Tympanometry and acoustic reflexes: This test assesses the integrity of the middle ear to determine if there is the presence of middle ear fluid or any abnormality of the tympanic membrane (eardrum). Acoustic reflexes test the reaction of the middle ear musculature and nerves.
Pure-tone Air and Bone Conduction Testing: Pure-tone air conduction testing assesses outer ear, middle ear and inner hearing ability by evaluating the quietest tones that a person can hear for low, mid and high frequencies. Bone conduction testing helps the audiologist determine if the hearing loss is originating from the outer/middle ear or from the inner ear. A different type of headphone is used during bone conduction testing,
Speech Testing: A speech reception threshold (SRT) test is a validating test used to confirm the results of a pure-tone testing. This test determines the lowest level at which the patient can recognize words or speech stimuli.

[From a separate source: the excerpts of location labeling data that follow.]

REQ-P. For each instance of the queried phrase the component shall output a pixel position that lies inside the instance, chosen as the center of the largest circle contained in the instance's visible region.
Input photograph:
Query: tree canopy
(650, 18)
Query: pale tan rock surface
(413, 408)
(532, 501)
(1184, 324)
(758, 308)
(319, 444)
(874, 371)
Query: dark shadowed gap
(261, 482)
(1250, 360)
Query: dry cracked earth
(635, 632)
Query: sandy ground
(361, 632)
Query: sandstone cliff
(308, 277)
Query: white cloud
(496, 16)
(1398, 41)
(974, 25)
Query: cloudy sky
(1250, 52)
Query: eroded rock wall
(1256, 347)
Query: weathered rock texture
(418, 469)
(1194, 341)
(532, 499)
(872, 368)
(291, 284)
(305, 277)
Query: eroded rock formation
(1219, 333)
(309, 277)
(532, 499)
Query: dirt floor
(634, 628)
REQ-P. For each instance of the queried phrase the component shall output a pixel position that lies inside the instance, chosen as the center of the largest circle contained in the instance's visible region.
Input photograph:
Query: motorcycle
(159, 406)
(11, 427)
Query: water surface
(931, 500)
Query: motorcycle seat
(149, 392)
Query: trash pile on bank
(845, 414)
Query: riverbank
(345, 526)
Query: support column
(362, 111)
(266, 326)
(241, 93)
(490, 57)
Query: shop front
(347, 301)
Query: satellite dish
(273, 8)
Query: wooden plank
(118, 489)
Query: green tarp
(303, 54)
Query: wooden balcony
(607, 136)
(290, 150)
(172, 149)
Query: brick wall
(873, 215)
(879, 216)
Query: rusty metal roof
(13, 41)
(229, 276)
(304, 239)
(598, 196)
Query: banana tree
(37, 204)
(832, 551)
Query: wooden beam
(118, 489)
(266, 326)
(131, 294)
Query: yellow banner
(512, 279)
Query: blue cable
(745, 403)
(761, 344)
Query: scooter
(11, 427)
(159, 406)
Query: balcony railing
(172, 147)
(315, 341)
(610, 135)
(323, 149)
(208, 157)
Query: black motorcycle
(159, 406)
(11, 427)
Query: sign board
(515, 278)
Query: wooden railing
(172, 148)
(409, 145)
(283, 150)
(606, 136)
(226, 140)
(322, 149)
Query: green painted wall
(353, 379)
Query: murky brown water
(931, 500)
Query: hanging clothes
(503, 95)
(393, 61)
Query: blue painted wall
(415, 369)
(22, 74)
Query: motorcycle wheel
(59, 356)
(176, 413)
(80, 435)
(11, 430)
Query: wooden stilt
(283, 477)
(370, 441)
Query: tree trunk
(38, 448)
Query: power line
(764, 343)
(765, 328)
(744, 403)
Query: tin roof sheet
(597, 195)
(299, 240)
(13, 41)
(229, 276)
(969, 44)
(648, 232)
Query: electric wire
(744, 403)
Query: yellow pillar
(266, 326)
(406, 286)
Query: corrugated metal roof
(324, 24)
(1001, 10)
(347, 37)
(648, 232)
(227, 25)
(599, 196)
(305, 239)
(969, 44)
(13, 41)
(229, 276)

Word recognition testing is used to determine how clearly speech is understood in a quiet setting and can also be tested in background noise. This will help determine how noise may affect your ability to communicate in restaurants, social gatherings or other noisy environments.
Pediatric Hearing Evaluations:
Specialized tests exist for infants and young children, as well as children and adults with developmental and cognitive impairments. These more-specialized tests allow the audiologist to test the auditory system when the patient is not able to actively participate in the tests or evaluation. For more information, please refer to the Pediatric Audiology section.
Along with the evaluation, you should expect to have time to review the results with the audiologist. They can interpret the tests for you, answer your questions, provide you with information and referrals as needed, as well as begin planning for treatment, if indicated.
At All About Hearing our audiologists have completed their Doctoral degree in the field of audiology and are specialists in the areas involving hearing loss for adults and children, vestibular and balance issues, tinnitus and amplification options including hearing aids.
Why a Diagnostic Hearing Evaluation is Important
Diagnostic hearing evaluations identify hearing loss, and give your audiologist important information to help determine the best course of action for treatment. Some types of hearing loss can be treated medically or surgically, so it’s important that these types of hearing losses be ruled out before hearing aids or other treatments are considered.
If it is determined that your hearing loss can be treated medically or surgically, we will refer you to one of our Ear, Nose and Throat physicians (ENT’s) at Alpine Ear, Nose & Throat, PC.
If it is determined that you could benefit from hearing aids, the diagnostic hearing evaluation helps your audiologist know which hearing aids will be most appropriate for your needs.